UPDATE: Kogas To Buy 10% Of Santos, Petronas LNG Project -Source
27 August 2010 - 2:03PM
Dow Jones News
Korea Gas Corp. (036460.SE), the world's largest liquefied
natural gas importer, is poised to acquire around 10% of a A$15
billion LNG project being built by Australia's Santos Ltd. (STO.AU)
and Malaysia's Petroliam Nasional Bhd. (PET.YY), a person with
direct knowledge of the matter said Friday.
Santos said Thursday that it wants to sell down a 15% stake in
the project, from its current 60% interest, so a 5% stake in the
massive terminal may still be up for grabs.
The project is one of four attempting to turn coal seam gas into
LNG for export from the port of Gladstone in Australia's Queensland
state. Rival ventures are proposed by BG Group PLC (BG.LN), a joint
venture between Royal Dutch Shell PLC (RDSB.LN) and PetroChina Co.
(PTR), and another joint venture between ConocoPhillips (COP) and
Australia's Origin Energy Ltd. (ORG.AU).
An unconventional fuel, coal seam gas has a slightly lower
calorific value than traditional natural gas so a deal with a
traditional LNG buyer like Kogas would be a big win for
Queensland's budding coal seam gas sector.
It wouldn't, however, be the first, with BG having already
agreed to sell LNG from its project to Tokyo Gas Co. (TKGSY) and
China National Offshore Oil Corp.
The person said that Kogas is in the final stage of talks with
project operator Santos to purchase more than 2 million tons a year
of LNG, as well as an equity stake, and said that a deal will be
announced next month.
China's Sinopec Corp. has previously confirmed that it's held
talks with Santos.
Any customer and equity deal would improve Santos and Petroliam
Nasional's, or Petronas, chances of meeting their goal of
sanctioning construction of their first 3.5 million metric ton
capacity LNG production unit by the end of 2010, and an expansion
to two units by the end of 2011.
Santos said Thursday that the offtake negotiations it is holding
cover both LNG production units, also known as trains. A deal would
come despite some analysts' concerns that customers could be
deterred by the fact that Santos hasn't yet proven up enough
certified gas reserves to support a two-train development.

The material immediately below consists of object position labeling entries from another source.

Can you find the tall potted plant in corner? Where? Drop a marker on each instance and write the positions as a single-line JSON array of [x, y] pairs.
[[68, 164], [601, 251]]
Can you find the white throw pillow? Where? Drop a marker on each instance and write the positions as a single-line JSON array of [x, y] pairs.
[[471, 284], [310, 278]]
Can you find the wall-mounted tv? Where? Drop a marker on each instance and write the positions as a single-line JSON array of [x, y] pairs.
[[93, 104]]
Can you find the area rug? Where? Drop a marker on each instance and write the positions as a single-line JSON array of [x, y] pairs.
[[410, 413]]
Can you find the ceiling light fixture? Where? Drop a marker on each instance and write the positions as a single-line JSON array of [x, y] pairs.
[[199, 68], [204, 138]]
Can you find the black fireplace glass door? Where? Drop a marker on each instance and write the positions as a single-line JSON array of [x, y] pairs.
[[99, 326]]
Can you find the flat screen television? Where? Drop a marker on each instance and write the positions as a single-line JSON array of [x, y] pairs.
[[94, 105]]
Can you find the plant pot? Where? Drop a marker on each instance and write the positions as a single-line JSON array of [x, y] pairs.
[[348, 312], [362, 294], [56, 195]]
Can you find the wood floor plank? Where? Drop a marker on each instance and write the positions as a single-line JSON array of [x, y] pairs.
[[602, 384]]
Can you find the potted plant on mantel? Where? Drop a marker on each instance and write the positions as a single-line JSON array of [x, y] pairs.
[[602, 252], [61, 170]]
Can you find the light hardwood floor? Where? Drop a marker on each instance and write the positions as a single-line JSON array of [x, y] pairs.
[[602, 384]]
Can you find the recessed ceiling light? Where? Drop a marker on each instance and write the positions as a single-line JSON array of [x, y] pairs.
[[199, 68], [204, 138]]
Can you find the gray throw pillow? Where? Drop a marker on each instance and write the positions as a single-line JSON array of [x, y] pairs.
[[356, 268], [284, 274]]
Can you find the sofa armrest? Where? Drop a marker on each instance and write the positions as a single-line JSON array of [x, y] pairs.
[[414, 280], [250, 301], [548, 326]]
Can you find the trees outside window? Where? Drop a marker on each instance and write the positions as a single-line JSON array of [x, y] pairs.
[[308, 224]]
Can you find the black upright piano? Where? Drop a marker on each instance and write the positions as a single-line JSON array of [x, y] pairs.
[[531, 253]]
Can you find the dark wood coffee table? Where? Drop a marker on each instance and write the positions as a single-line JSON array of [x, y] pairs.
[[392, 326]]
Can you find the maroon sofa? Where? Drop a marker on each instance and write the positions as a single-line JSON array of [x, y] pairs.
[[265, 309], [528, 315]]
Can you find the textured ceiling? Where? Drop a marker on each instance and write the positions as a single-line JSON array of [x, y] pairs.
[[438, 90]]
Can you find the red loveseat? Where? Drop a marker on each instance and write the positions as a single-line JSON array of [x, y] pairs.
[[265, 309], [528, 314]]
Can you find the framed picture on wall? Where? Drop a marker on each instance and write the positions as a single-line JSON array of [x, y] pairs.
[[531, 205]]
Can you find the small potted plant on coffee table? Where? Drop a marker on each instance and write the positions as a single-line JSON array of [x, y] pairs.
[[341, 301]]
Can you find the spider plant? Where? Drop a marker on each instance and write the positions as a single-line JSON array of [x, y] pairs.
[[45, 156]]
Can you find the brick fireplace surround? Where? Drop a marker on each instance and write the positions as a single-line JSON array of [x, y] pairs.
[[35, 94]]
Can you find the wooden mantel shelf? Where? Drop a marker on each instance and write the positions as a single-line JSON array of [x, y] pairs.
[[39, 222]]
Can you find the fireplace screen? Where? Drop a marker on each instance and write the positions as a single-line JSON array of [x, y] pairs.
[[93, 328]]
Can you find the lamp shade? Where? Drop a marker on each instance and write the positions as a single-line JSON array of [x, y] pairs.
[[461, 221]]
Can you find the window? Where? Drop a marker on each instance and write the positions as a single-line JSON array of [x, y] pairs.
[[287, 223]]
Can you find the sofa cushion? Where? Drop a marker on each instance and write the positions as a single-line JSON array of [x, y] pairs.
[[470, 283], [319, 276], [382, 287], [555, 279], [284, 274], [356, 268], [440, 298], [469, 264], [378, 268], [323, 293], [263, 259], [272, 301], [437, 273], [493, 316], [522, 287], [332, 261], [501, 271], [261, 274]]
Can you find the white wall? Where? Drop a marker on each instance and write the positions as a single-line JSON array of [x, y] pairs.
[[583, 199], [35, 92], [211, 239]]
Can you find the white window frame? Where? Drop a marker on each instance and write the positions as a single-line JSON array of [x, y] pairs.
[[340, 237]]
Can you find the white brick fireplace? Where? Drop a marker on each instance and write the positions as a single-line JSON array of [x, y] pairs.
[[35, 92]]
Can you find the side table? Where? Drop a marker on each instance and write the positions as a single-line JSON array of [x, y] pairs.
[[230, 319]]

Santos and BG's ventures have both received environmental
approval from Queensland's state government and are awaiting the
Australian federal government's approval, expected within
months.
They are considered by analysts to be ahead of the pack at
Gladstone because they've already signed at least one customer and
obtained state regulatory approvals.
Santos and Petronas has already agreed to sell up to 3 million
tons a year of LNG from the project back to Petronas.
They want to ship their first LNG in 2014.
A cost estimate of the project will be provided when a final
investment decision is made. Analysts expect a two-train
development will cost about A$15 billion to build.
Any buyer would have to fund its share of the project's
construction. Recent analyst reports have estimated that a 20%
stake in the project could be sold for around A$800 million-A$1
billion, suggesting Kogas could be looking at a purchase price
closer to A$400 million-A$500 million for a 10% interest.